The Earth’s energy imbalance reached record levels last year, as the rate of solar radiation that entered the planet exceeded the amount leaving the system at a faster rate, the World Meteorological Organization said.
The measure was included for the first time in the UN agency’s State of the Climate annual report, as the rate had more than doubled in the past 20 years while greenhouse gases continued to accumulate.
Under a balanced system, incoming heat from the sun is about the same as outgoing energy. The levels are measured by satellite data, collected since 2000, as well as a host of land, ice and sea monitors used since 1960.

The oceans had absorbed most of the excess heat, storing about 91 per cent of the energy. Another 5 per cent had warmed the land, 3 per cent heated the ice and 1 per cent warmed the air, the report said.
The 2015-2025 period was the warmest 11 years since observations started, with ocean heat and acidification at record levels, and continuing rises in sea levels and the retreat of glaciers.
In 2025, ocean heat reached the highest level in the observational record, beating the previous high set in 2024.
Karina von Schuckmann, ocean scientist at French research group Mercator Ocean International, said there were not yet signs of the oceans weakening as a heat sink, but the warmth had increased in deeper layers.
This meant the heat now stored at lower levels was likely to have been “captured” for hundreds or thousands of years, she said.
Ocean warming is measured in zettajoules, and the data showed more than 11ZJ of heat energy had been added annually since 2005 — estimated as the equivalent of 18 times the total human energy use for one year.

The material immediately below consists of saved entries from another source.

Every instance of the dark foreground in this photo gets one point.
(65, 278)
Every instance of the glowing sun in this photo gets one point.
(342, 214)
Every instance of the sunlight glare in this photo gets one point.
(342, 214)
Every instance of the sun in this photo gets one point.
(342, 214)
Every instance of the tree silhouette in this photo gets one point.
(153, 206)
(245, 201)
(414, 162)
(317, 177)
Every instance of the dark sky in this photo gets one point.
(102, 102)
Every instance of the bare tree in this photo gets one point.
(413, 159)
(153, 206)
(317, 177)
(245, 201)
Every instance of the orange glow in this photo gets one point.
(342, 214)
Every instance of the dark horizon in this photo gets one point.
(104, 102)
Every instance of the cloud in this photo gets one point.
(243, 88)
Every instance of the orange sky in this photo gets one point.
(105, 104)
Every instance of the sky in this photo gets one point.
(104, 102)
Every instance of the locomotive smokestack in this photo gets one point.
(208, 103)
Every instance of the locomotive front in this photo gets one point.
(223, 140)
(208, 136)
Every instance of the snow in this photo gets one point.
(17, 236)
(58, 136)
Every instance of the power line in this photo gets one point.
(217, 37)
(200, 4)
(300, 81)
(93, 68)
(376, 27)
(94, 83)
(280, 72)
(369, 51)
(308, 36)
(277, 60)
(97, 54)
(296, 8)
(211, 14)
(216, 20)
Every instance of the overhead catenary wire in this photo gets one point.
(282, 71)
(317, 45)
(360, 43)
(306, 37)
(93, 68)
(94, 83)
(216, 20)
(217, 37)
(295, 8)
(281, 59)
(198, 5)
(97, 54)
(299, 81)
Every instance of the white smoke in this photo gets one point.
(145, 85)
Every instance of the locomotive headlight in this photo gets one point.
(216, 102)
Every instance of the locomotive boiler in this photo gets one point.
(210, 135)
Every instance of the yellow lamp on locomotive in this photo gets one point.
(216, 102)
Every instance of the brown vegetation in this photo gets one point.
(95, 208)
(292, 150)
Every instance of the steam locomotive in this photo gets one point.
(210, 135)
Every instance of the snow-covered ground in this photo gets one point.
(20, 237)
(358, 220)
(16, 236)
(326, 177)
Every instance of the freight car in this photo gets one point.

“These are huge quantities of energy — the 2025 increase alone was about 39 times the annual human energy use,” explained John Kennedy, lead author of the report.
The authors noted that apart from rising greenhouse gases, other contributors to stored heat in the planet were reduced aerosols in the atmosphere, less solar reflection from reduced ice coverage and less long-wave radiation emitted to space from the top of the Earth’s atmosphere because of trace gases and water vapour.
WMO deputy secretary-general Ko Barrett said that despite concerns about cuts in climate science funding — led by the Trump administration — “we’re seeing that actually a lot of that funding was put back into budgets. So the challenge is not as dire as we would have worried about.”
“We’re not seeing any kind of a sign that would point to a decline in interest in the information that we’re providing or even in a decline in contributions to the report,” she said.
If anything, Barrett added, there was greater demand for its data and credible information on climate change.